Dave Taormino's diagnosis of the flaws in Davis's past anti-growth bias are absolutely correct. Right on. On paper, the Taormino plans for Palomino Place are also a laudable step in the right direction. The plans do not threaten runaway sprawl, and they conform to Davis's requirements for careful quality growth.

Here's an additional step in the right direction: Let's quickly modify the plans for Bretton Woods to include smaller and more affordable starter homes. For all the reasons Dave gave in his essay.

Karen L Baker

I agree with Darell and Roberta. Pointing fingers at those of us who opposed Measure H and casting blame on us not using "softer rhetoric" ignores the fact that the voters did not want the DiSC project 2 years ago, and the voters didn't like the project any better the second time around.

And the notion that police and fire dept employees can't afford to live here so their "hearts are elsewhere," is bizarre. The City website has the following information on salaries: Police officers make between $103,000 and $81,000 per year. Sergeants make between $124,000 and $102,000 a year. Firefighters make between $83,000 and $111,000 a year with our Fire Chief making just under $200,000 per year. These employees could afford Davis, no question. If their "hearts" not here, that is not because of a fiscal impediment.
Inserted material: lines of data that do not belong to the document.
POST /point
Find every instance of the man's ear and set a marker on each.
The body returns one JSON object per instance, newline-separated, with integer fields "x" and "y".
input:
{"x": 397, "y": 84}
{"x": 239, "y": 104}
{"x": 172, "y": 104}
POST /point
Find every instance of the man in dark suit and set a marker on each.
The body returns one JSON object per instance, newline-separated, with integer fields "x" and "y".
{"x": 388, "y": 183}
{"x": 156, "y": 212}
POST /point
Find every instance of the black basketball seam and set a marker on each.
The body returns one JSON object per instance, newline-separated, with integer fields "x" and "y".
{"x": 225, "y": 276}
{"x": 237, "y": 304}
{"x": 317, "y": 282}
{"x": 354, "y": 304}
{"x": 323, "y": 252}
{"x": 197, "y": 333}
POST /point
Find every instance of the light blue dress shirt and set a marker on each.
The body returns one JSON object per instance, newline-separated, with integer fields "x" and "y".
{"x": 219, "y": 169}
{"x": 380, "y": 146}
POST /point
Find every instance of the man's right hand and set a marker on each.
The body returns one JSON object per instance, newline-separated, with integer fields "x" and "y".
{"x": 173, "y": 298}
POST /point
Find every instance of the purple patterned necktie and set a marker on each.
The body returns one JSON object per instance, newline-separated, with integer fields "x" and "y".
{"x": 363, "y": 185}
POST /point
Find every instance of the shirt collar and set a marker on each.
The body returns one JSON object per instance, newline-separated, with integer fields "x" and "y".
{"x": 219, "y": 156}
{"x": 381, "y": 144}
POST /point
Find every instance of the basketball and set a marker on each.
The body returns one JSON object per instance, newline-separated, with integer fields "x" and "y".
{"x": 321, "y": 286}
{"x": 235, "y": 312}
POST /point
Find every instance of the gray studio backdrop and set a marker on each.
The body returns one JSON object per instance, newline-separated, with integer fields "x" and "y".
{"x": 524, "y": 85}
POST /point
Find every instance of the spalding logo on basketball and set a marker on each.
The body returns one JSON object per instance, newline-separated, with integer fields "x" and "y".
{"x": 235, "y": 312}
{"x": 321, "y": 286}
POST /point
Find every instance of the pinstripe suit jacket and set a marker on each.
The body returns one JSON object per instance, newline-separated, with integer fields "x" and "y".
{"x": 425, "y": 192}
I'm a Midwesterner so take my comment as representative of the "Midwestern neighborly values" that Mr. Taormino claims doesn't exist anymore.....
I DO care about my neighbors, which is why I opposed Measure H.

Ron O

The Taormino family was involved in the creation of "North, North Davis" (Spring Lake) in the first place. The same development he is now "criticizing". (Of course, there are other developers involved with that development, as well.)

The Covell Village proposal was submitted to voters well-after Spring Lake was underway. The approval of Covell Village would not have "prevented" Spring Lake.

The Cannery is actually the type of housing that families would normally occupy. But in this case (probably primarily due to price differential), new (to the area), younger (and less-wealthy) families are largely selecting Taormino's other development - Spring Lake.

However, The Cannery is well-within reach of those moving from the Bay Area.

The units proposed for Palomino Place are likely too-small (and without sufficient parking) to appeal to families with a lot of children. (Assuming that's the "goal" in the first place.) Especially when compared to Taormino's other development (Spring Lake).

This is ALWAYS going to be the case. Traditional, single-family housing which is actually designed to accommodate families is going to be more affordable in surrounding communities. And as prices have risen (everywhere), this trend will continue. Even Spring Lake isn't all that "cheap".

Davis' school district is oversized, in regard to internally-driven needs. They're poaching students from Woodland, rather than "right-sizing" the size of the district. Unbelievably, some seem to think that the city should continue expanding for the sole purpose of meeting the "needs" of an oversized school district. A true case of the "tail wagging the dog".

I recall that this same developer claimed that they would need to acquire a city-owned greenbelt to make a small, "infill" proposal in Wildhorse "pencil out". Which apparently turned out to be untrue.

Bottom line is that surrounding communities are going to remain comparatively less-expensive, and will continue to appeal to new, younger, less-wealthy families who move to the area. This will also be true regarding the 1,600 homes planned for the technology park, which "added" those homes during its "move" 7 miles up Highway 113. (After it failed in Davis, before even reaching a vote.)

Not to worry, though - developers will continue to "tack-on" CFDs which increase the cost - regardless of location. (Usually without full understanding by homebuyers, who focus primarily upon sales price.)